Barack Obama speaks at the 70th session of the United Nations General Assembly September 28, 2015 at the United Nations in New York. AFP PHOTO/DON EMMERT (Photo credit should read
Don Emmert/AFP/Getty Images

President Obama is signaling he’s willing to work with nations who supported Syrian dictator Bashar al-Assad to defeat the Islamic State.

“Lasting stability can only take hold when the people of Syria forge an agreement to live together peacefully,” Obama said during his address to the United Nations. “The United States is prepared to work with any nation, including Russia and Iran, to resolve the conflict.”

Obama admitted, however, that Assad had permanently damaged his legitimacy to rule after persecuting “peaceful protests,” creating an environment that led to the rise of ISIS.

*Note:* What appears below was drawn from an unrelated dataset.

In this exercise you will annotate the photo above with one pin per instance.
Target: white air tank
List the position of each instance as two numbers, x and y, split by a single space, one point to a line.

“Realism dictates that compromise will be required to end the fighting and ultimately stamp out ISIL,” Obama admitted. “But realism also requires a managed transition away from Assad into a new leader and an inclusive government that recognizes that there must be an end to this chaos so that the Syrian people can begin to rebuild.”

Obama’s remarks signal that his administration is not prepared to immediately remove Assad, even though Obama has called for his ouster for years.

In recent weeks, Russian President Vladimir Putin has signaled his military support for Assad to crush the Syrian rebels and eliminate ISIS.

“There’s no other solution to the Syrian crisis other than strengthening the effective government structures and rendering them help in fighting terrorism, but at the same time urging them to engage in positive dialogue with the rational opposition and conduct reform,” Putin said in an interview with CBS.

Iran has also signed support for the Assad regime, while ISIS continues to thrive in the country.

“In Syria, when our first objective is to drive out terrorists and combating terrorists to defeat them, we have no solution other than to strengthen the central authority and the central government of that country as a central seat of power,” Iranian President Hassan Rouhani explained in an interview with CNN. “So I think today everyone has accepted that President Assad must remain so that we can combat the terrorists.”